Glutathione is a tripeptide built from three amino acids: glutamate, cysteine, and glycine. Your cells make it on their own, and it's the most abundant thiol antioxidant inside them, with cytosolic concentrations in the low-millimolar range. Chemists know it by the CAS number 70-18-8 and the formula C10H17N3O6S. You'll also see it written as reduced glutathione, L-glutathione, or GSH, the form that does the antioxidant work. When two GSH molecules link up after donating electrons, they form the oxidized disulfide GSSG.

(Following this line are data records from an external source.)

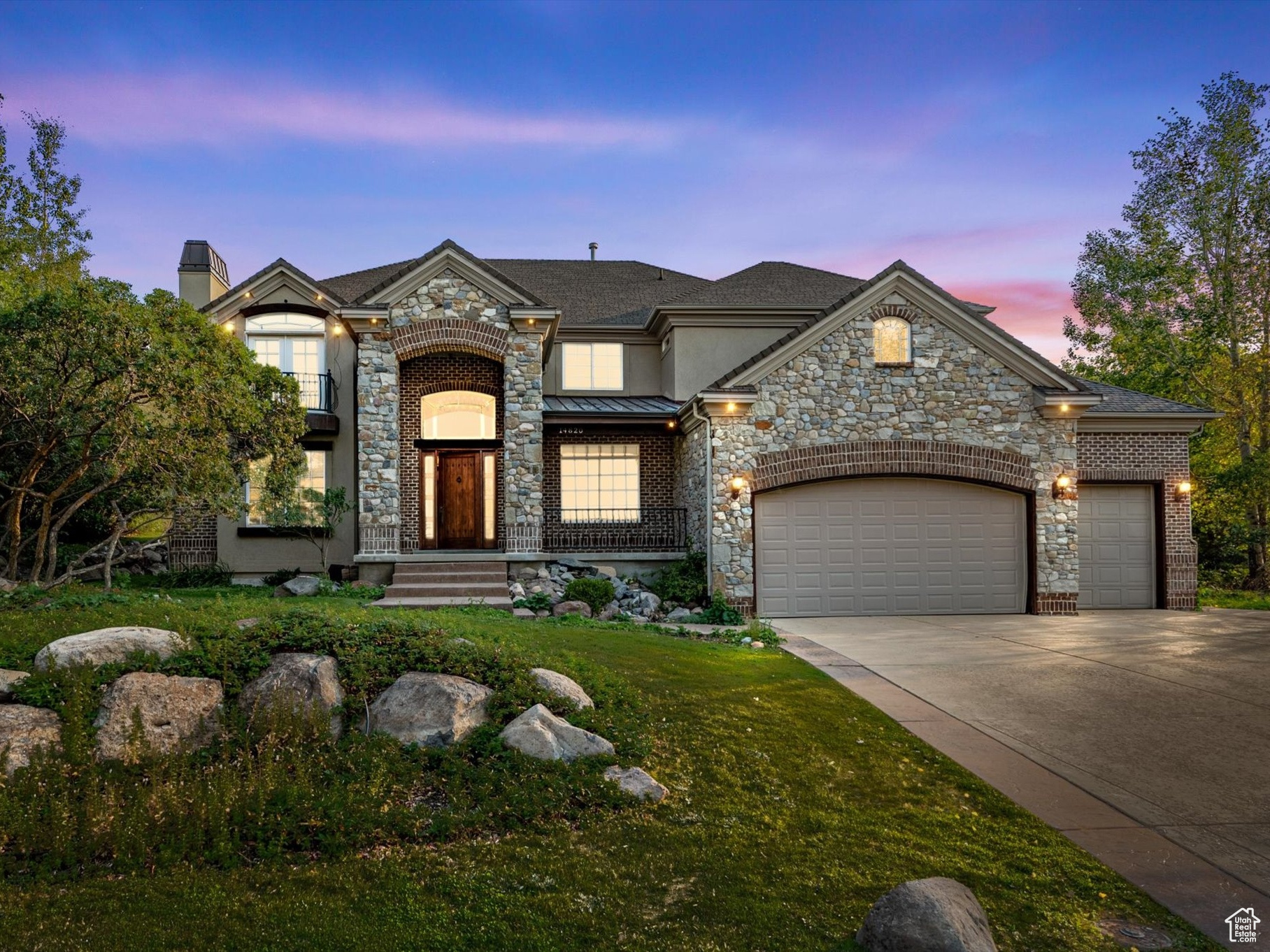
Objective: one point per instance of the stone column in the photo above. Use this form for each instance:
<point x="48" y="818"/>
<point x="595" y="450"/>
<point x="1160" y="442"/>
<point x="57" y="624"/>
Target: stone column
<point x="379" y="446"/>
<point x="522" y="440"/>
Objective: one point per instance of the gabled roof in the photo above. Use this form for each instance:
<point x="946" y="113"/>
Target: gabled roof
<point x="327" y="291"/>
<point x="1119" y="400"/>
<point x="973" y="312"/>
<point x="773" y="284"/>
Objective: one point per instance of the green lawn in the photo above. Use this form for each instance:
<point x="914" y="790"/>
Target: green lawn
<point x="794" y="807"/>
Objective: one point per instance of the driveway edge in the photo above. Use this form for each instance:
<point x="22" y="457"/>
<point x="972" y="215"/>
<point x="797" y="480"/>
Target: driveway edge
<point x="1171" y="875"/>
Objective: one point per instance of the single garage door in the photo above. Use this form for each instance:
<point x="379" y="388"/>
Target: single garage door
<point x="1117" y="544"/>
<point x="890" y="546"/>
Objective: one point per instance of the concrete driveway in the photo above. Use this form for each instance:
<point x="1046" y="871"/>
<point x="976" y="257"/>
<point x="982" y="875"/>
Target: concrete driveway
<point x="1162" y="715"/>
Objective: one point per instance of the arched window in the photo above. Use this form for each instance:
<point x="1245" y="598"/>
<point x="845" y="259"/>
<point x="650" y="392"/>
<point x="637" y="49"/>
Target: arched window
<point x="892" y="340"/>
<point x="457" y="414"/>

Unlike most compounds this site covers, glutathione isn't an obscure research chemical. It's a core piece of human biochemistry, and the literature on it is deep.
What it does in the body
GSH protects cells from oxidative damage two ways. It reacts directly with free radicals and electrophiles, and it serves as the cofactor for a family of detox enzymes, including glutathione peroxidases, glutathione S-transferases, and glyoxalases. The peroxidase reaction neutralizes peroxides while oxidizing GSH to GSSG; the enzyme glutathione reductase then regenerates GSH using NADPH. That cycle runs continuously. GSH also helps regenerate vitamin E and tunes redox signaling by reversibly modifying protein cysteine residues, a process called S-glutathionylation. See the review in Biochimica et Biophysica Acta for the mechanistic detail.
One well-established clinical role isn't glutathione itself but its precursor. In acetaminophen (paracetamol) overdose, the liver's GSH stores get depleted detoxifying the reactive metabolite NAPQI. The standard antidote, N-acetylcysteine, works largely by replenishing cysteine so the liver can rebuild glutathione. LITFL's toxicology reference lays out that pathway.
The supplement and skin-lightening angle
Most commercial interest in glutathione comes from cosmetic skin lightening, where it's taken orally, applied topically, or injected. The evidence is uneven.
Oral and topical forms have some support. A 2025 systematic review in the International Journal of Dermatology found several randomized trials of oral glutathione (around 250–500 mg/day) reported a measurable drop in melanin index versus placebo, and that combining topical and oral glutathione beat either alone. The catch is durability: how long any effect lasts, and what maintenance would require, isn't settled.
A real complication is absorption. Glutathione taken by mouth is largely broken down in the gut by intestinal gamma-glutamyltransferase, so swallowing it doesn't reliably raise blood GSH the way you'd expect. Some studies report increases with long-term dosing or alternative routes like oral-mucosal delivery, but bioavailability remains a genuine question rather than a solved problem.
Intravenous glutathione is the weakest case and the riskiest. A 2017 review in the Journal of the American Academy of Dermatology concluded there were essentially no studies of IV glutathione for skin lightening or of its safety for chronic use, and flagged a theoretical cancer-risk concern from shifting melanin type. Systematic reviews link IV use to anaphylaxis and hepatotoxicity, made worse by the absence of standardized dosing.
Regulatory and quality status
The US FDA has not approved glutathione for skin whitening. Injectable glutathione is treated as an unapproved drug, and the FDA has specifically warned compounders against using supplement-grade glutathione to make sterile injectables after adverse events tied to contamination. The Philippine FDA and Department of Health have issued public warnings against IV glutathione for cosmetic use. As an oral supplement, glutathione is sold widely but, like other dietary supplements, isn't reviewed for efficacy before sale.
Glutathione is not a banned substance in sport; it's an endogenous molecule, not a WADA-prohibited agent.
For anyone buying research-grade or supplement glutathione, the quality questions are identity and purity, whether the listed form (reduced GSH versus the oxidized GSSG) matches the label, and contamination, which is the central documented hazard with injectables. A current certificate of analysis from the seller, and the third-party rater data peptideone aggregates, are the practical way to check those claims.
This is general information, not medical or dosing advice. Material sold for research is not approved for human consumption. Nothing here endorses any cosmetic or off-label use.